4. Don't Move the Goalposts
Danger: When kill criteria approached, team lowers bar or extends timeline
Guardrail: Kill criteria are fixed at launch. Changes require formal process (written justification, senior approval, new document).
Red flag: "Let's give it another 3 months" when 6-month criteria not met
5. Sunk Costs Are Irrelevant
Danger: "We've invested $2M, can't stop now" — sunk cost fallacy
Guardrail: Use pre-mortem inversion: "If starting today with $0 invested, would we do this?" Only future matters.
Principle: Past costs are gone. Only question: "Is future investment better here or elsewhere?"
6. Kill Quickly (Avoid Zombie Projects)
Danger: Projects that should be killed linger, draining resources ("zombie projects")
Guardrail: Kill decision → immediate wind-down. Announce within 1 week, reallocate team within 1 month.
Red flag: Project in "wind-down" for >3 months — this is zombie mode, not killing
7. Opportunity Cost > Sunk Cost
Danger: Continuing project because "almost done" even if better opportunities exist
Guardrail: Portfolio thinking. Ask: "Is this the best use of these resources?" If not, kill even if 90% done.
Principle: Opportunity cost of not pursuing better option often exceeds benefit of finishing current project
8. Postmortem, Don't Blame
Danger: Kill decisions seen as "failure", teams avoid them
Guardrail: Normalize killing projects. Celebrate disciplined stopping. Postmortem focuses on learning, not blame.
Culture: "We killed 3 projects this quarter" = good (freed resources for winners), not bad (failures)
Quick Reference
Kill Criteria Checklist
Before launching project, answer:
- Success metrics defined? (quantifiable, e.g., "20% conversion")

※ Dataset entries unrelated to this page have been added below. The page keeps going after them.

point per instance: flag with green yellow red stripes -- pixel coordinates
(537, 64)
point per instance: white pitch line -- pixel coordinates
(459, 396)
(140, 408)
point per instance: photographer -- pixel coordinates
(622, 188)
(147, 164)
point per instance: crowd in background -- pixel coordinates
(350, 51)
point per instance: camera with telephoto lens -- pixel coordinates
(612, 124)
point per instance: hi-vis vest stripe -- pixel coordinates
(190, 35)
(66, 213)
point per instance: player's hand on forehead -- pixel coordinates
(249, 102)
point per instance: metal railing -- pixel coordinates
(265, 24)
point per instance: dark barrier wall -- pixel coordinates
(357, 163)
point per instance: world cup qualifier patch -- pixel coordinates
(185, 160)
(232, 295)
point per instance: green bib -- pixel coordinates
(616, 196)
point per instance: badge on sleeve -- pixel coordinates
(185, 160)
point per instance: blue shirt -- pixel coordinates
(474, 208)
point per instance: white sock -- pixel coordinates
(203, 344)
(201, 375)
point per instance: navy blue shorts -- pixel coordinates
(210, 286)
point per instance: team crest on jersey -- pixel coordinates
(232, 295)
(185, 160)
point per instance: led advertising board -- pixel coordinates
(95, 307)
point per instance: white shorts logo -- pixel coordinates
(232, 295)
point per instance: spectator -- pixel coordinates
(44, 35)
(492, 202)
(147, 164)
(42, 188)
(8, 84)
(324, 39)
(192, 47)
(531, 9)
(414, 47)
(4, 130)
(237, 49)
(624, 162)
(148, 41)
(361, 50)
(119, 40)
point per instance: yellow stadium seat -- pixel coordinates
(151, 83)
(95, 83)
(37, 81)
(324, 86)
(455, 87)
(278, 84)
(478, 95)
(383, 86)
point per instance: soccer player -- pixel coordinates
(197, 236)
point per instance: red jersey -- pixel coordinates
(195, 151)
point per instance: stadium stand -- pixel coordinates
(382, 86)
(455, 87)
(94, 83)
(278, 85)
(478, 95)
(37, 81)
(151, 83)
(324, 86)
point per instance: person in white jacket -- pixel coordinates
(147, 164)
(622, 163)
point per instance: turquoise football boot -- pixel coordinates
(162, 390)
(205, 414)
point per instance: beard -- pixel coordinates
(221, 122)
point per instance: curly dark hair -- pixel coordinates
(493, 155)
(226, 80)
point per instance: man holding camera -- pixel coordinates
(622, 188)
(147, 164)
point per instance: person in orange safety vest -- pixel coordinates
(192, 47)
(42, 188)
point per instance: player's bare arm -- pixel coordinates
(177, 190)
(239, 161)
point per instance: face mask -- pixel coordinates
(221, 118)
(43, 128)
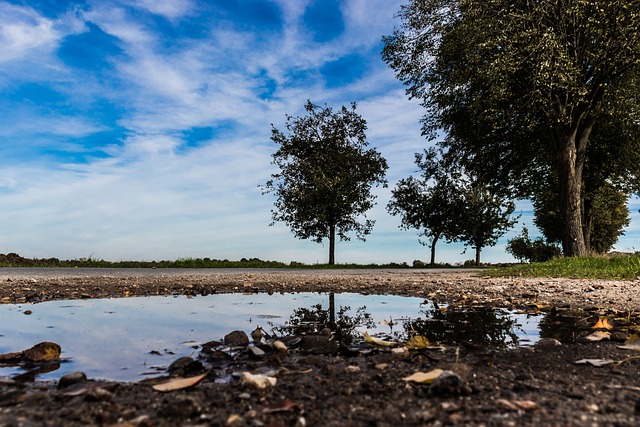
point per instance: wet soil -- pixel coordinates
(538, 385)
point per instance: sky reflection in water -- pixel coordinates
(118, 339)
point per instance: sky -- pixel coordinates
(140, 130)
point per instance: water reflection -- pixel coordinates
(128, 339)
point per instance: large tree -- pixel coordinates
(326, 175)
(518, 86)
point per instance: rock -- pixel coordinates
(256, 352)
(185, 366)
(279, 347)
(236, 339)
(181, 408)
(71, 379)
(46, 351)
(318, 344)
(449, 384)
(257, 381)
(548, 342)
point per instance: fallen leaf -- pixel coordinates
(179, 383)
(417, 342)
(257, 381)
(377, 341)
(603, 323)
(514, 405)
(595, 362)
(632, 343)
(424, 377)
(283, 406)
(598, 336)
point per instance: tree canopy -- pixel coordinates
(448, 202)
(326, 175)
(520, 87)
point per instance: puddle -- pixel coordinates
(129, 339)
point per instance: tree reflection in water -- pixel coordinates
(314, 319)
(478, 325)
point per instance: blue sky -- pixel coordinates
(140, 129)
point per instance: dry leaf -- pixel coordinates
(258, 381)
(603, 323)
(514, 405)
(424, 377)
(283, 406)
(418, 342)
(377, 341)
(179, 383)
(632, 343)
(595, 362)
(598, 336)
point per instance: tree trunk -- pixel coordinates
(332, 244)
(571, 148)
(587, 211)
(433, 248)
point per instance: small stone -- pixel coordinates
(279, 346)
(548, 342)
(236, 339)
(256, 352)
(46, 351)
(449, 384)
(71, 379)
(318, 344)
(185, 366)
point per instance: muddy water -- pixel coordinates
(128, 339)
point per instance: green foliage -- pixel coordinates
(520, 87)
(606, 215)
(429, 203)
(524, 249)
(15, 260)
(620, 267)
(447, 202)
(326, 175)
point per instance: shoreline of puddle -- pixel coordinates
(130, 339)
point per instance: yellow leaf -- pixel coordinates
(424, 377)
(179, 383)
(417, 342)
(598, 336)
(595, 362)
(632, 343)
(376, 341)
(603, 323)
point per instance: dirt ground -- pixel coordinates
(319, 382)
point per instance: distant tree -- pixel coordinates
(508, 79)
(428, 203)
(447, 202)
(524, 249)
(326, 175)
(485, 217)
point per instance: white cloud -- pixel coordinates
(24, 32)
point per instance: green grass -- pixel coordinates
(618, 267)
(15, 260)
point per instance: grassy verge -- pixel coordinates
(15, 260)
(619, 267)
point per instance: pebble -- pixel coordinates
(449, 384)
(71, 379)
(236, 339)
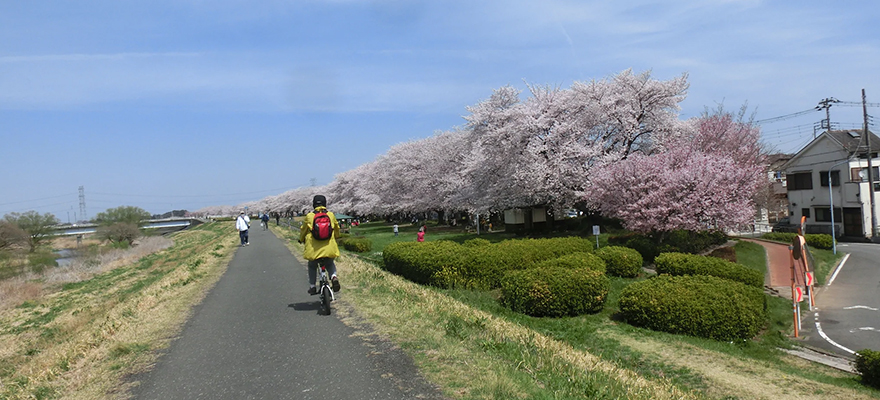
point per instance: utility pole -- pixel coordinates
(870, 167)
(82, 203)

- Time horizon set? (e.g., "6 months post-launch")
- Kill criteria established? (e.g., "If <10% conversion after 6 months, kill")
- Decision rights assigned? (specific person, not "team")
- Documented formally? (in PRD, signed by stakeholders)
- Monitoring plan? (who tracks, how often, dashboard)
- Wind-down plan? (how to kill if criteria triggered)
Go/No-Go Gate Template
| Gate | Investment | Timeline | Success Criteria | Decision |
|---|---|---|---|---|
| Gate 1: Concept | $10k | 4 weeks | 15+ customer interviews showing strong interest | GO / NO-GO |
| Gate 2: MVP | $50k | 3 months | 40% weekly active users (50 beta users) | GO / NO-GO |
| Gate 3: Launch | $200k | 6 months | 10% conversion, <$100 CAC | GO / NO-GO |
Pivot vs. Kill Decision Framework
| Factor | Pivot | Kill |
|---|---|---|
| Customer pain | Real but solution wrong | No pain, nice-to-have |
| Market size | Large enough | Too small |
| Learning rate | High (new insights) | Low (stuck) |
| Burn rate | Sustainable | Too high |
| Team belief | Believes with changes | Doesn't believe |
| Opportunity cost | Pivot is best option | Better options exist |
Resources
Navigation to Resources
- Templates: Kill criteria document, go/no-go gate template, pivot/kill decision framework, wind-down plan
- Methodology: Sunk cost psychology, portfolio management, decision rights frameworks, postmortem processes
- Rubric: Evaluation criteria for kill criteria quality (10 criteria)
Related Skills
- expected-value: For quantifying opportunity cost of continuing vs. killing
- hypotheticals-counterfactuals: For pre-mortem analysis ("what if we had killed earlier?")
- decision-matrix: For comparing continue/pivot/kill options
- postmortem: For learning from killed projects
- portfolio-roadmapping-bets: For portfolio-level kill decisions
Examples in Context
Example 1: Startup Feature Kill
Context: SaaS launched "Advanced Analytics", kill criteria: <15% adoption after 3 months
Result: 12% adoption → Killed feature, reallocated 2 engineers to core. Saved 6 months maintenance.
Example 2: Enterprise Sales Pivot
Context: B2B SaaS, pivot trigger: <10 customers by Month 12
Result: 7 customers → Pivoted to self-serve SMB. Hit 200 SMB customers in 6 months, 4× faster growth.
Example 3: R&D Portfolio Kill
Context: 8 R&D projects, capacity for 5. Ranked by EV/Cost: A(3.5), B(2.8), C(2.5), D(2.1), E(1.8), F(1.5), G(1.2), H(0.9)
Decision: Killed F, G, H despite F being "80% done". Top 3 projects shipped 4 months earlier.